6. Il résulte de ce qui précède, sans qu'il soit besoin de statuer sur l'autre moyen de la requête, que M. A et Mme C sont fondés à demander l'annulation de la décision attaquée.

Sur les conclusions à fin d'injonction sous astreinte :

7. Le présent jugement, eu égard au motif d'annulation retenu, implique nécessairement qu'il soit enjoint au ministre de l'intérieur et des outre-mer de faire délivrer à M. A un visa de long séjour en qualité de conjoint d'une ressortissante française dans un délai de deux mois à compter de la notification du présent jugement. Il n'y a pas lieu d'assortir cette injonction d'une astreinte.

Sur les frais d'instance :

8. Il y a lieu, dans les circonstances de l'espèce, de mettre à la charge de l'Etat le versement à M. A et à Mme C d'une somme de 1 200 euros sur le fondement des dispositions de l'article L. 761-1 du code de justice administrative.

D E C I D E :

Article 1er : La décision de la commission de recours contre les décisions de refus de visa d'entrée en France du 9 novembre 2022 est annulée.

Article 2 : Il est enjoint au ministre de l'intérieur et des outre-mer de faire délivrer à M. A le visa de long séjour demandé dans un délai de deux mois à compter de la notification du présent jugement.

Article 3 : L'Etat versera à M. A et à Mme C la somme de 1 200 euros en application des dispositions de l'article L. 761-1 du code de justice administrative.

Article 4 : Le présent jugement sera notifié à M. B A, à Mme D C et au ministre de l'intérieur et des outre-mer.
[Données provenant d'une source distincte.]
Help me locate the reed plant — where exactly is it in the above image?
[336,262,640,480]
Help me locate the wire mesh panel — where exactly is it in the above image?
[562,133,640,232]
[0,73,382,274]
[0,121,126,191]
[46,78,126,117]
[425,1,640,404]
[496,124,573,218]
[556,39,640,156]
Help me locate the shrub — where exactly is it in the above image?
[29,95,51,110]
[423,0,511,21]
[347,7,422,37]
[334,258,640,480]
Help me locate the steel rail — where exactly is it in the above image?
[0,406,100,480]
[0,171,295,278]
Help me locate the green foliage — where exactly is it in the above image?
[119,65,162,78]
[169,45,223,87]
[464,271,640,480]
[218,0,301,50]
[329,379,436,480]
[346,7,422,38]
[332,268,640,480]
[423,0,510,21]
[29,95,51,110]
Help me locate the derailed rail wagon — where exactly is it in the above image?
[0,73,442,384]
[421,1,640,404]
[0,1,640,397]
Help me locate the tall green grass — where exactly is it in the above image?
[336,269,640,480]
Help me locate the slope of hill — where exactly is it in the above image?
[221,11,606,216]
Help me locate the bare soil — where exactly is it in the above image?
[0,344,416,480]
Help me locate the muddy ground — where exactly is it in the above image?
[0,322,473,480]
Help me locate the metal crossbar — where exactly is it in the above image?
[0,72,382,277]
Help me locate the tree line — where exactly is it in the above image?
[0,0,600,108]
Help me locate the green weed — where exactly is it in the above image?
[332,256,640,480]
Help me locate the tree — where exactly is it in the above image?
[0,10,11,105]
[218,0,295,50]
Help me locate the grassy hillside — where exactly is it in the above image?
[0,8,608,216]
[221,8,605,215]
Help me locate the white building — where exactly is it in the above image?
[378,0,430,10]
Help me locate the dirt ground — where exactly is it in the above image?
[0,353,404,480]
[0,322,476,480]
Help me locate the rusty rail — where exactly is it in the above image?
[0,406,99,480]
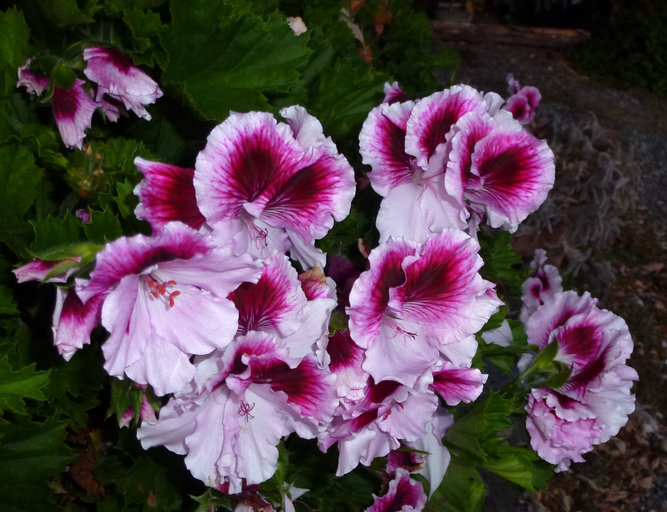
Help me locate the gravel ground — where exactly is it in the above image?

Délibéré après l'audience du 12 septembre 2023, à laquelle siégeaient :

M. Besse, président,

Mme Dubus, première conseillère,

M. Revéreau, premier conseiller.

Rendu public par mise à disposition au greffe le 10 octobre 2023.

La rapporteure,

P. DUBUS

Le président,

P. BESSE

La greffière,

J. HUMANN

La République mande et ordonne au ministre de l'intérieur et des outre-mer en ce qui le concerne ou à tous huissiers de justice à ce requis en ce qui concerne les voies de droit commun contre les parties privées, de pourvoir à l'exécution de la présente décision.